Mr Reddy Maths Blog

How to get a job at King Solomon Academy

KSA Secondary
Spoiler: I left my heart at KSA.

Background
The journey started about 7 years ago, when a group of ex-Teach First teachers including me and Max Haimendorf (now KSA Secondary’s Headteacher), began some coffee-shop thinking about the endemic issue of educational disadvantage. The solution, we concluded, was that Pupils With The Odds Stacked Against Them need an environment where there is a smaller number of teachers caring for them in a higher quality way.

Our merry band was in the right place at the right time, when a visionary Board of Governors was trying to find a headteacher for their small academy. Max was appointed as soon as they realised what a meeting of minds there was. Edu-headlines were all about how young he was and how he didn’t have much experience (compared to most first-time heads). While both true, I’ve never met a 28-year old with his clarity of vision and his strength of leadership. From the beginning, he was unintimidatable, full of integrity and had a “whatever it takes” approach to the care and outcomes of our pupils.

Now
Fast-forward to the summer of 2014 and our pupils achieved establishment-defying results. 58% of the Class of 2016 were on FSM and 75% were pupil premium. 93% earned 5 A* to C grades the hard way.
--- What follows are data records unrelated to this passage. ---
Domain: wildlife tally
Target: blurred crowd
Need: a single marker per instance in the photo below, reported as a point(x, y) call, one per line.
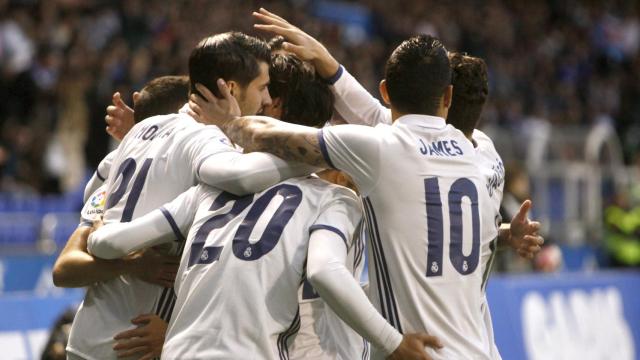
point(568, 62)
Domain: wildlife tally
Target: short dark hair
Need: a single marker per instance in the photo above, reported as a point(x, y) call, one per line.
point(306, 98)
point(230, 56)
point(470, 90)
point(163, 95)
point(417, 74)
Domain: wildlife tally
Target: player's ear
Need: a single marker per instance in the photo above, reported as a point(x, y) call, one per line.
point(383, 91)
point(276, 103)
point(233, 87)
point(448, 96)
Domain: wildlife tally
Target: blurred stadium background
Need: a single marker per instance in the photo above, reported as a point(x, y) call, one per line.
point(563, 111)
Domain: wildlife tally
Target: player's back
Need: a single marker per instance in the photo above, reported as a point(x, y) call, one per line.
point(243, 264)
point(429, 212)
point(153, 164)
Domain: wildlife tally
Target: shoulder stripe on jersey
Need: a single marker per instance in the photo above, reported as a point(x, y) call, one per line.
point(168, 307)
point(283, 338)
point(172, 223)
point(381, 267)
point(323, 148)
point(360, 245)
point(315, 227)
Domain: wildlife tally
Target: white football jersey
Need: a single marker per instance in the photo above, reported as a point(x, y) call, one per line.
point(93, 208)
point(322, 334)
point(432, 221)
point(100, 175)
point(156, 161)
point(243, 264)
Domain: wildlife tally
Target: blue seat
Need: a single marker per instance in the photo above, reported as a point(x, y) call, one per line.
point(19, 228)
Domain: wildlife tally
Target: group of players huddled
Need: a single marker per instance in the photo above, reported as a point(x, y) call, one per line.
point(213, 233)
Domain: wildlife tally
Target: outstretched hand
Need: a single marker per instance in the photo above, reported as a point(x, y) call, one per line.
point(145, 341)
point(298, 42)
point(211, 110)
point(119, 116)
point(412, 347)
point(524, 236)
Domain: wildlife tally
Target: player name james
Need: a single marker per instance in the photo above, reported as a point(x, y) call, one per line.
point(440, 148)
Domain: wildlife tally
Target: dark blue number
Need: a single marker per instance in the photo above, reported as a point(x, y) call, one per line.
point(242, 248)
point(127, 169)
point(463, 264)
point(206, 255)
point(136, 189)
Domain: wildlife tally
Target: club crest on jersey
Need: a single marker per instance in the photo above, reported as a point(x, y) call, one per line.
point(497, 177)
point(98, 200)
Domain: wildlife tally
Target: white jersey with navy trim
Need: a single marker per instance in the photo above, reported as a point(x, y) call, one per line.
point(431, 223)
point(322, 334)
point(100, 175)
point(156, 161)
point(243, 264)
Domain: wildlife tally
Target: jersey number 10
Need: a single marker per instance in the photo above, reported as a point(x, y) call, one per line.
point(463, 264)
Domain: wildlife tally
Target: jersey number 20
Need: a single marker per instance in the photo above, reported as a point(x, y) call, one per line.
point(463, 264)
point(242, 248)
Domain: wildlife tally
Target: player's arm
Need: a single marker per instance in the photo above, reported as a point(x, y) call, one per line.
point(218, 164)
point(75, 267)
point(119, 117)
point(351, 148)
point(522, 233)
point(100, 175)
point(242, 174)
point(352, 101)
point(116, 240)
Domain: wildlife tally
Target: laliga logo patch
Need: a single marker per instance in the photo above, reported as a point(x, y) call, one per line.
point(98, 200)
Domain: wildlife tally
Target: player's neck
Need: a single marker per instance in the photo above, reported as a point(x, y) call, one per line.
point(395, 114)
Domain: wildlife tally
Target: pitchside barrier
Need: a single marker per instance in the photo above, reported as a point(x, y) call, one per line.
point(569, 315)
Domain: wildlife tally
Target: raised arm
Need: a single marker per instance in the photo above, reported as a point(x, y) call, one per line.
point(352, 101)
point(351, 148)
point(521, 234)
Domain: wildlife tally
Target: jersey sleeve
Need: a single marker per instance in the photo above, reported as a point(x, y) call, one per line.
point(355, 104)
point(181, 211)
point(100, 175)
point(354, 149)
point(170, 222)
point(206, 142)
point(340, 214)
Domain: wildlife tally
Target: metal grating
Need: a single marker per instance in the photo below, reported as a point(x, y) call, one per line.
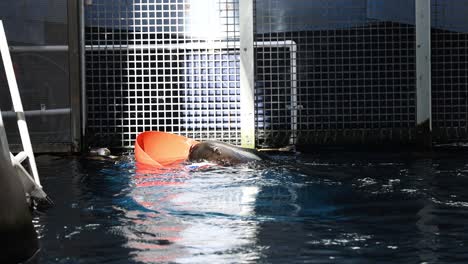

Most did triple science, we chose the exam boards perceived to be the hardest and there wasn’t a percentage-boosting qualification in sight. The pupils, their parents and the teachers can rightly be proud. That’s an *amazing* feeling for all of us that can’t be taken away. When I think of their stories, when I remember the tribulations along the way and when I see their faces on results day, it’s the best shot in the arm you could imagine.

Culture
It’s hard to understate how much our school culture means to us. From the home meetings to pupils’ first day at school, from staff training to classroom ambiance, culture is our number one priority. More important than covering curriculum content even. So cut to it Bruno, what is that culture like? I could spend hours on this but if I give you the colours, you can paint the picture.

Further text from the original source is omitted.